I GOT INTO LAW SCHOOL! 

Last week I received the acceptance letter from Golden Gate University Law not only announcing my acceptance as a full-time student for this coming Fall semester, but they also want to give me a $35,000 scholarship for the year, which can be renewed the subsequent two years if I keep my grades up. They want to give me money to go to their school! It won't quite be a full ride (tuition is *wait for it* $42,000/year), but I won't be up to my ears in debt by the time I get out, which is more than I ever dreamed when I started making my law school plans.

I feel so fortunate. Lucky, even. I knew going in being open about sex work and my activist intentions in my application would be a risk, possibly, if not probably, something that could teeter admissions officers biases against me on a number of levels. I am taking my acceptance to mean that not only am I, a sex worker, being taken legitimately and seriously, but that they also see room for improvement in our legal system regarding sex worker rights. 

Maybe I am reading too much into my acceptance, naively stapling major intention onto the pages of the letters sent by GGU, but damnit, I feel the wind in my sails and I am so excited for what's to come this coming August!

Thursday, February 16, 2012

Coming Out: Sex Work

When asked the seemingly innocuous question "So, what do you do?" with my mouth open in the dentist chair or sopping wet in front of my hair stylist I tend to respond boldly, yet vaguely with "I'm a sex worker." This all-encompassing word is plastered all over my blog, in which I say time and time again that I am proud and rooted in what I do, while at the same time hiding it, or at least part of it.

Y'all know that for almost 3 years I have been a peepshow dancer, a sometimes porn performer and fetish model and a now-and-again stripper and cam model. What I've been most hesitant to disclose is that I am also (insert your alternative term of choice: escort, call girl, ho) a prostitute.

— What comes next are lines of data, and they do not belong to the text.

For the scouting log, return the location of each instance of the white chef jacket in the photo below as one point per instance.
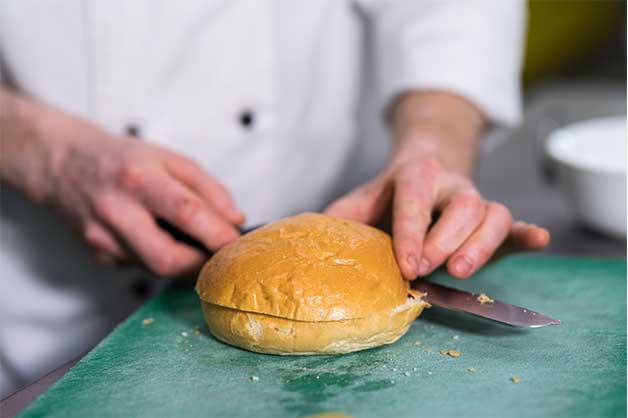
(281, 100)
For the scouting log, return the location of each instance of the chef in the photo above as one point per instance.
(119, 118)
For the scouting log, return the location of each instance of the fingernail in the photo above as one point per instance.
(412, 262)
(424, 266)
(463, 265)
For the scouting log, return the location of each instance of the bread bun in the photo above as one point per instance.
(308, 284)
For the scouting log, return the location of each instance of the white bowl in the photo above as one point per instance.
(590, 160)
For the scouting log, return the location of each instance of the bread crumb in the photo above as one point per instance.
(450, 352)
(484, 300)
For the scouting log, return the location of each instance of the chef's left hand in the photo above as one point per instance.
(435, 140)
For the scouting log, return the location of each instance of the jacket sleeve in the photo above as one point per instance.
(472, 48)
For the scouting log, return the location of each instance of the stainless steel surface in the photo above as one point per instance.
(459, 300)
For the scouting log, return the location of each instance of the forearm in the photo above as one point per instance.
(437, 125)
(27, 159)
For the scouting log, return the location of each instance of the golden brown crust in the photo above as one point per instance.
(274, 335)
(307, 267)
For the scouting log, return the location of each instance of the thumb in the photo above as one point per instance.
(365, 203)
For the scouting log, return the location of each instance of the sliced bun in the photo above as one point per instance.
(308, 284)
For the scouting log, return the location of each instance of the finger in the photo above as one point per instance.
(412, 209)
(102, 240)
(183, 209)
(481, 245)
(524, 237)
(460, 216)
(212, 191)
(157, 250)
(364, 204)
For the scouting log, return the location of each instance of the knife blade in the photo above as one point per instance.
(460, 300)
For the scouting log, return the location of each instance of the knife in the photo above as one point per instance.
(459, 300)
(436, 294)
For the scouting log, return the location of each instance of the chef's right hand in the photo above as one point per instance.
(115, 188)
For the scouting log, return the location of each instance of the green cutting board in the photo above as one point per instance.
(166, 369)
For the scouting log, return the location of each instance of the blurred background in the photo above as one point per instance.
(575, 70)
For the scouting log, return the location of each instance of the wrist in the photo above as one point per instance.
(31, 151)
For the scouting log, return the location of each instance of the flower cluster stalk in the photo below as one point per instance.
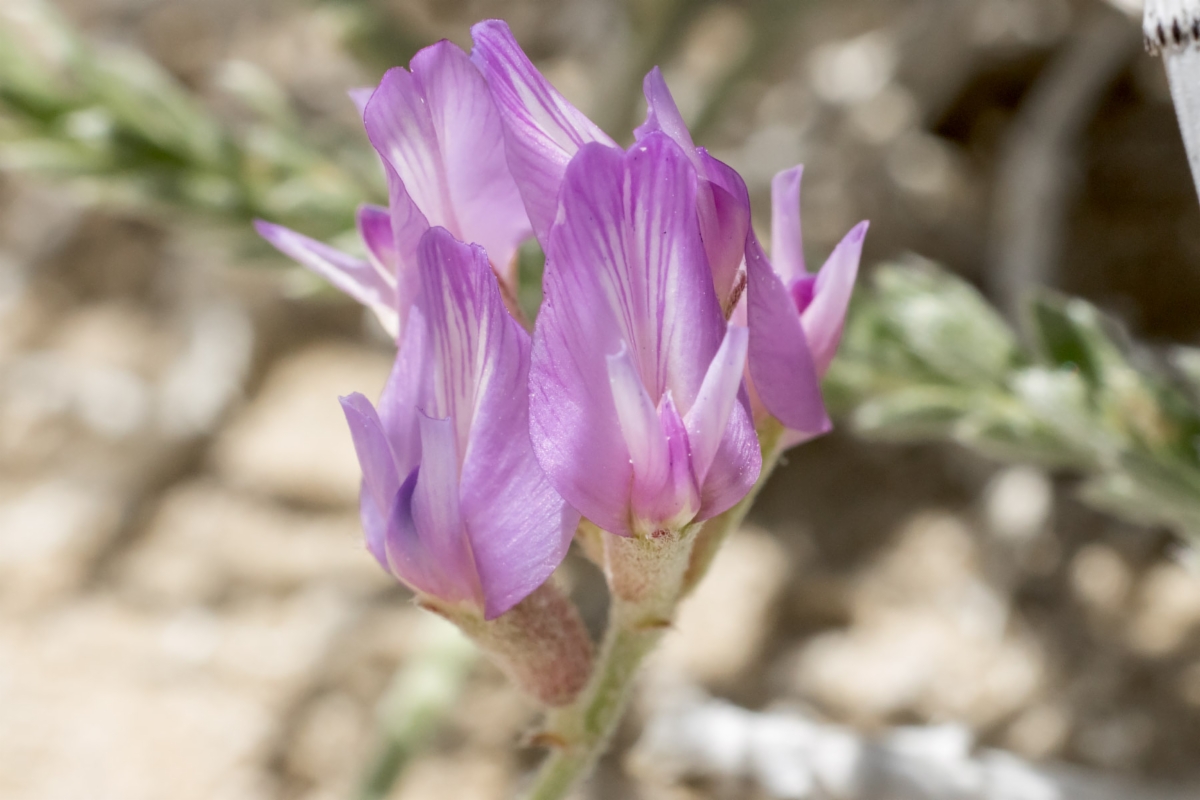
(648, 578)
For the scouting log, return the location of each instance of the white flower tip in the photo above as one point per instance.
(1171, 25)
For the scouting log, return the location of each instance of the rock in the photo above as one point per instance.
(205, 539)
(1167, 612)
(929, 636)
(93, 709)
(465, 776)
(292, 440)
(1101, 579)
(721, 627)
(49, 533)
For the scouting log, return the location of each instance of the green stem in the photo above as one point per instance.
(648, 579)
(589, 723)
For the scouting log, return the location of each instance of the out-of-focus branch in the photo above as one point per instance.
(423, 693)
(114, 121)
(924, 358)
(793, 757)
(1038, 167)
(1171, 28)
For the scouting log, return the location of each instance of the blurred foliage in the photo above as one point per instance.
(113, 120)
(924, 356)
(421, 695)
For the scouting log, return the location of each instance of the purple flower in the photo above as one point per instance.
(636, 405)
(442, 144)
(454, 503)
(543, 133)
(723, 202)
(541, 130)
(796, 318)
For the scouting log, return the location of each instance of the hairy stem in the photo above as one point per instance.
(648, 577)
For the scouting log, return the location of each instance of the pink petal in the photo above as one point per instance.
(826, 316)
(709, 415)
(541, 130)
(780, 361)
(354, 276)
(438, 128)
(625, 270)
(786, 244)
(723, 200)
(639, 422)
(519, 528)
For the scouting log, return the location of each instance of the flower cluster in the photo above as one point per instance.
(664, 338)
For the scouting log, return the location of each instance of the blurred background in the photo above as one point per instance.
(186, 609)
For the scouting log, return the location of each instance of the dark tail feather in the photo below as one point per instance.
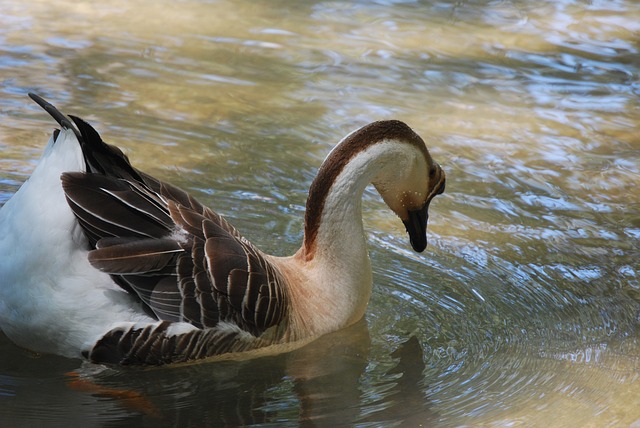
(99, 157)
(104, 158)
(56, 114)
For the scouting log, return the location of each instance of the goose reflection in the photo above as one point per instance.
(317, 385)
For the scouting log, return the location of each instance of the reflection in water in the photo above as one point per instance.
(525, 308)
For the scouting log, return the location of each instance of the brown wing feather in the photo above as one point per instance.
(184, 261)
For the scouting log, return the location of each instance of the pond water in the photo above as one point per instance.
(525, 307)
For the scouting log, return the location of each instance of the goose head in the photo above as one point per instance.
(391, 156)
(410, 182)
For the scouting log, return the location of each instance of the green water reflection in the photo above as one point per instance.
(525, 308)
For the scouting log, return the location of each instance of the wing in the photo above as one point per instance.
(184, 261)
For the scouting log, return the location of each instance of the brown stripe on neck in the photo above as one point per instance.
(341, 155)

Before I go into more details about why and how I decided to become a professional sex-er, what my partners think/feel about it and how we interact around my job, or my unique intersectional experiences (I promise I will go into them in other posts), I want to make some blanket statements about myself, my work and what it means to be out.

-I am a sex worker by choice. No one and nothing coerced or forced me into doing anything ever. My job is my own because I want it to be and it affords me the time to work on academics, activism and personal projects and allows me to sustain a lifestyle of my liking.

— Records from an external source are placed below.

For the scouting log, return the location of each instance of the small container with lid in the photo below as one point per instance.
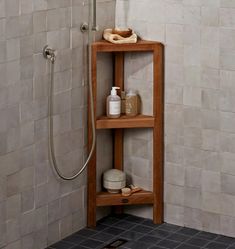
(113, 104)
(114, 180)
(131, 105)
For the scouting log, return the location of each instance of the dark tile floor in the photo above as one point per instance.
(141, 233)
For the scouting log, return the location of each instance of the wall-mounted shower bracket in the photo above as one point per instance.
(85, 27)
(49, 53)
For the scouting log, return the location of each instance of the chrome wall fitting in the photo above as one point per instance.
(49, 53)
(84, 27)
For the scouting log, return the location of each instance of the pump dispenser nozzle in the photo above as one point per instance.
(114, 90)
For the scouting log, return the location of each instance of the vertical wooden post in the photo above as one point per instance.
(91, 173)
(118, 133)
(158, 104)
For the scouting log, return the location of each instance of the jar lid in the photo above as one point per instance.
(131, 92)
(114, 175)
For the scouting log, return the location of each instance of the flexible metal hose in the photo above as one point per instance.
(52, 157)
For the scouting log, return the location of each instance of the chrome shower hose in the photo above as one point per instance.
(52, 157)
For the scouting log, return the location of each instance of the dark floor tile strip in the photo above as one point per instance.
(142, 233)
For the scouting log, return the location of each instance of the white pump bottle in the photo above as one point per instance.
(113, 104)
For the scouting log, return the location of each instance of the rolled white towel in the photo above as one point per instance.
(117, 39)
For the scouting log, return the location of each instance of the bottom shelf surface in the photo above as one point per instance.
(108, 199)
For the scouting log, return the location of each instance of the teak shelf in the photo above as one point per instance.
(155, 122)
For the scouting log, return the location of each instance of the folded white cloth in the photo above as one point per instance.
(117, 39)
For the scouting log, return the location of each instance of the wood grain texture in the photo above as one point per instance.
(139, 121)
(140, 46)
(107, 199)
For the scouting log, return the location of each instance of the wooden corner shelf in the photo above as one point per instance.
(108, 199)
(139, 121)
(154, 122)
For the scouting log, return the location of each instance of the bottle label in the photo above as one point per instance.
(114, 107)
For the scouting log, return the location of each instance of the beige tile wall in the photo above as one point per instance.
(36, 209)
(199, 107)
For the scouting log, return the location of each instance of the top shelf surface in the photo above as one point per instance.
(141, 45)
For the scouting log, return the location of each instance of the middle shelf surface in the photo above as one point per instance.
(139, 121)
(108, 199)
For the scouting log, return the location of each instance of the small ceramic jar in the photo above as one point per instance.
(114, 180)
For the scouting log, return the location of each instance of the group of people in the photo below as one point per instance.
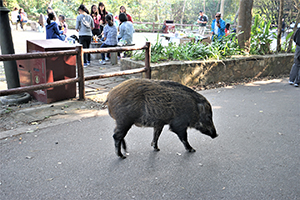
(218, 27)
(18, 16)
(98, 22)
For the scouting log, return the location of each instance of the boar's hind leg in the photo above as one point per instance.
(119, 134)
(182, 134)
(157, 132)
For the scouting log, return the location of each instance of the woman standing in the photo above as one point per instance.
(102, 12)
(84, 25)
(52, 31)
(126, 29)
(110, 36)
(96, 17)
(22, 18)
(123, 10)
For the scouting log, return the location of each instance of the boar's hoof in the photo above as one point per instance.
(156, 149)
(122, 156)
(192, 150)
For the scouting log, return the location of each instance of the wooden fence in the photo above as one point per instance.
(79, 51)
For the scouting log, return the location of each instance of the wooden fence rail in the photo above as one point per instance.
(80, 72)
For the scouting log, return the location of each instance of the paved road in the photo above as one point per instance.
(256, 155)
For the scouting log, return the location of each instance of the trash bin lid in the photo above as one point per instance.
(52, 44)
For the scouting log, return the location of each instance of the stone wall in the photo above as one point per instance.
(206, 72)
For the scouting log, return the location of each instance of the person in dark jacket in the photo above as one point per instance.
(295, 71)
(52, 31)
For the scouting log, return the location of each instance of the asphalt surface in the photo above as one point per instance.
(256, 155)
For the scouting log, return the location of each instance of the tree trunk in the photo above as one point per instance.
(297, 5)
(244, 23)
(280, 25)
(222, 8)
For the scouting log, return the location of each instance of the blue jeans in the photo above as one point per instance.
(295, 71)
(104, 46)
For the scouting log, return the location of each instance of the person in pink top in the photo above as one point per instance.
(96, 17)
(123, 10)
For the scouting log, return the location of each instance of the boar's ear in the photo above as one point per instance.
(201, 108)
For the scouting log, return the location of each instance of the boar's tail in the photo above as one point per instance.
(105, 102)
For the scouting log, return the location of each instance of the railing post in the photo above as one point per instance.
(153, 27)
(80, 72)
(148, 60)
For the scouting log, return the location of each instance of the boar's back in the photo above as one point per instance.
(149, 103)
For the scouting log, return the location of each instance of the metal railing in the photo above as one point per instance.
(79, 51)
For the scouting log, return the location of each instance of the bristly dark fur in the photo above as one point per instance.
(151, 103)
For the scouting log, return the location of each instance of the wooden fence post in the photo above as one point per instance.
(148, 60)
(80, 72)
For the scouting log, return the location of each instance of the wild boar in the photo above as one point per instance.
(150, 103)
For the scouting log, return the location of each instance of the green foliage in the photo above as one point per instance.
(218, 49)
(261, 37)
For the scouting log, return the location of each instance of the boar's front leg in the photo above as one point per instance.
(182, 134)
(119, 134)
(156, 134)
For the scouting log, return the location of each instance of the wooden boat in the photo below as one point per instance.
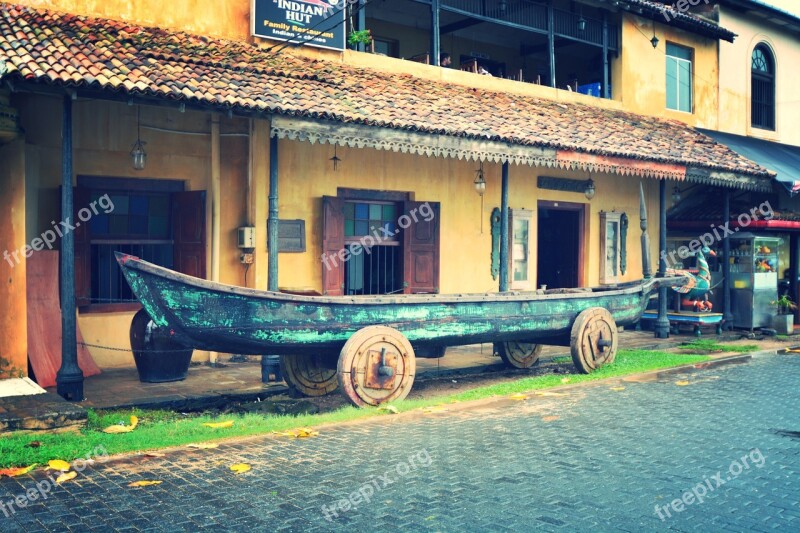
(367, 344)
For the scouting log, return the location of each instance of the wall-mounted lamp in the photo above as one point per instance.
(480, 182)
(138, 155)
(336, 160)
(589, 190)
(676, 195)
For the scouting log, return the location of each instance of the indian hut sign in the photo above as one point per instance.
(313, 22)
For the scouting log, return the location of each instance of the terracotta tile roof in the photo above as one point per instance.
(75, 51)
(657, 9)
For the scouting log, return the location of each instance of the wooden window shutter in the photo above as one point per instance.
(83, 249)
(332, 242)
(189, 232)
(421, 249)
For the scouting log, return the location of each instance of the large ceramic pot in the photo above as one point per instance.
(158, 357)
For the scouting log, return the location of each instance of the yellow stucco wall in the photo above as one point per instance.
(734, 110)
(13, 318)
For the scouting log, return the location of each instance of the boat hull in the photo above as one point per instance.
(212, 316)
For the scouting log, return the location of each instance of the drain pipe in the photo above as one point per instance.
(216, 203)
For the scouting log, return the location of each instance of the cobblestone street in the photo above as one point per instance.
(596, 457)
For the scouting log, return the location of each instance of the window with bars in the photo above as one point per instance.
(762, 107)
(679, 78)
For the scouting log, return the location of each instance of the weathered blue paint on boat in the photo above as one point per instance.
(224, 318)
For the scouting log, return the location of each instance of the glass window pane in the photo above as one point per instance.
(685, 86)
(139, 205)
(159, 205)
(672, 83)
(118, 225)
(362, 227)
(375, 211)
(120, 204)
(158, 228)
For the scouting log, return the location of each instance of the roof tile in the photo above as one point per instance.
(176, 65)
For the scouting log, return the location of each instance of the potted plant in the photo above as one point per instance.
(360, 37)
(783, 322)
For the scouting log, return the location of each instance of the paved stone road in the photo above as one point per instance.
(590, 459)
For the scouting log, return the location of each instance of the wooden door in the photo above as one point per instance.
(332, 243)
(189, 232)
(421, 247)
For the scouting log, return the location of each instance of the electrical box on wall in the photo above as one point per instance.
(247, 237)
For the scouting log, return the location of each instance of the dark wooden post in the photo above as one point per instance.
(551, 43)
(504, 230)
(272, 221)
(794, 247)
(662, 322)
(435, 37)
(362, 23)
(727, 315)
(606, 74)
(69, 379)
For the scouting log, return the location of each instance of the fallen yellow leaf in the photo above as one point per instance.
(218, 425)
(144, 483)
(301, 433)
(58, 464)
(118, 428)
(66, 477)
(14, 472)
(240, 468)
(203, 445)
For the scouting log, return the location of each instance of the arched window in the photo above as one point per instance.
(763, 88)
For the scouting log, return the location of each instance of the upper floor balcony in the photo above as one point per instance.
(561, 43)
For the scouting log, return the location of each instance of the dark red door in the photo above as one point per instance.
(420, 247)
(332, 243)
(189, 232)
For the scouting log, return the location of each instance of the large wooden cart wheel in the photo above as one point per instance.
(593, 340)
(519, 354)
(376, 366)
(308, 374)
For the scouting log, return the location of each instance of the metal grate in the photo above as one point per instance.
(375, 270)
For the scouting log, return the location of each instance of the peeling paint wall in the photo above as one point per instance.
(735, 93)
(13, 318)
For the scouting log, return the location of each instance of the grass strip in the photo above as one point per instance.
(162, 429)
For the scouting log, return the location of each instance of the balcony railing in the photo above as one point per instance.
(532, 16)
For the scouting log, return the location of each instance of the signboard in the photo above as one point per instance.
(318, 23)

-I am not ashamed of my actions and projections because I am in full control of what I do and who I meet. The only shame I can ever feel is that which others betroth upon me. If you feel shame of what I do I am more than happy and willing to help you to get passed your feelings. If there is no end to your feelings of shame then we have a problem.

-Being out about my work is also a choice I am consciously making and I hold no prejudice against sex-workers who cannot or choose not to be. I hold our sex/female bashing society in judgement for pushing people (all people) in the closet and know that activism isn't something all sex workers are into.

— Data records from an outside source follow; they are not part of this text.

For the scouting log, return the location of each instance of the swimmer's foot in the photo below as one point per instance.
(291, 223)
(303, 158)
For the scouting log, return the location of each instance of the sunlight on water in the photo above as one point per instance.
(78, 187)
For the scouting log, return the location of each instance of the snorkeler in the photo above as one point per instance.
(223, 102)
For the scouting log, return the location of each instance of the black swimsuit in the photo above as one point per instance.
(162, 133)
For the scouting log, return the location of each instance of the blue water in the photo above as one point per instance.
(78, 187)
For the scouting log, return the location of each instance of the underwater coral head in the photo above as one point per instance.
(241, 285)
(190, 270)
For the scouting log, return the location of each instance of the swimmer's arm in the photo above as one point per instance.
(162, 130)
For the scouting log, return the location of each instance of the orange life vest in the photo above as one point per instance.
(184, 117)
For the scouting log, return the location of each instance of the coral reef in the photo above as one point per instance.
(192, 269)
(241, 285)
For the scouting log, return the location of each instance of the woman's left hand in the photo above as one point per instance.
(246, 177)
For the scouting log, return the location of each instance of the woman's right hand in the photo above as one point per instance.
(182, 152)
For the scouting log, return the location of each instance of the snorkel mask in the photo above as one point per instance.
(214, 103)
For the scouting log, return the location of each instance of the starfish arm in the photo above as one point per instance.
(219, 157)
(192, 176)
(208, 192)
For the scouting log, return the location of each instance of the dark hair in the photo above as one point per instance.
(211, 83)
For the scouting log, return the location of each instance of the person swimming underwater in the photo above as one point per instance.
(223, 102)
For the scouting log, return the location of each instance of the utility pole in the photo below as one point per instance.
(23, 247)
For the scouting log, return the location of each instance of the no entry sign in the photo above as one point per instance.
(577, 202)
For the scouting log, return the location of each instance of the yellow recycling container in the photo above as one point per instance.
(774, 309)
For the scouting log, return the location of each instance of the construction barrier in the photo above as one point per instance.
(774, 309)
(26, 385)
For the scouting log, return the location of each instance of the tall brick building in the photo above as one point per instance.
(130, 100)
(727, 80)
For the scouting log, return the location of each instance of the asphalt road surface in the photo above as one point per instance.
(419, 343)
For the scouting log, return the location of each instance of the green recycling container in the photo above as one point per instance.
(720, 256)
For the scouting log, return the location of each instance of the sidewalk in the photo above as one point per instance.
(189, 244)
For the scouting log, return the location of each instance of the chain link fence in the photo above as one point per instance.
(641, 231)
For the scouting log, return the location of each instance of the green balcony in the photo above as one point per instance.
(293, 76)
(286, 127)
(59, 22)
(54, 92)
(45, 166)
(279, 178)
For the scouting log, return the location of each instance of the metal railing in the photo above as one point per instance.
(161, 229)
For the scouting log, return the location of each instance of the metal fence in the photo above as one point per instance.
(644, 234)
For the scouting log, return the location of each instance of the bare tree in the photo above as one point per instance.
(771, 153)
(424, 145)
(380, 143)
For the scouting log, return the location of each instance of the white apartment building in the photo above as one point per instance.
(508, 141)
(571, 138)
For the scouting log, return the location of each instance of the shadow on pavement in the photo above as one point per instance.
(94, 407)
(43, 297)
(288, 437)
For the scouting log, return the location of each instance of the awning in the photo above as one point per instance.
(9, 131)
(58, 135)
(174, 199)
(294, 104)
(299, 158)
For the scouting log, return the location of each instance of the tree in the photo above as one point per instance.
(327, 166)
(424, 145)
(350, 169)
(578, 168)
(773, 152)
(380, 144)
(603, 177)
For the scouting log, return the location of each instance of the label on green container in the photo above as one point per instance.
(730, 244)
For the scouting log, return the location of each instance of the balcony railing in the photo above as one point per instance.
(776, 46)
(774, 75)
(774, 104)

-"Sandy Bottoms" is a sex work name I use, but not for ho-ing. Anyone messaging me about those kinds of services through that name will not get a positive response. Treat it like my pen name. Or, better yet, my real name. (If you spotted "birth name" me in a restaurant you wouldn't ask "Sandy" for a lapdance, would you?)

-All my old public agreements are true: I will never out another sex-worker or customer and I will never sensationalize or share stories for shock value. I can only honestly attest for my experiences.

-Lastly and most importantly, I am normal. I am still the same friend, ex-lover, acquaintance, classmate, coworker, daughter, granddaughter I was before you knew. (Inspired by Robyn Few's video statements which can be seen here.)

Thursday, February 9, 2012

Coming Out. Again.

To return to the original purpose of this blog I needed to take a hiatus. At first just a month, then two, this break was meant to get me back on the track of writing for me, for my own self-reflection. The last 6 months or so I found I needed to censure everything I wrote in one way or another to keep myself from giving away parts of my identity I hadn't and didn't know how to come out about. Part of my hesitation to come out while my new personal and professional developments occurred was to protect the thoughts and feelings of others, and in short, to protect myself from having to deal with them. Alas, my attempts at self preservation were ill inclined and I ended up enacting some serious self-destruction. Giving some things away and not others, I ultimately burned myself out on self-reflection as a whole, but with both time and private writings under my belt I do believe I am back for good.

So hello again dearest diary (and friends, family, strangers, patrons, and acquaintances).

Get ready for some serious coming out.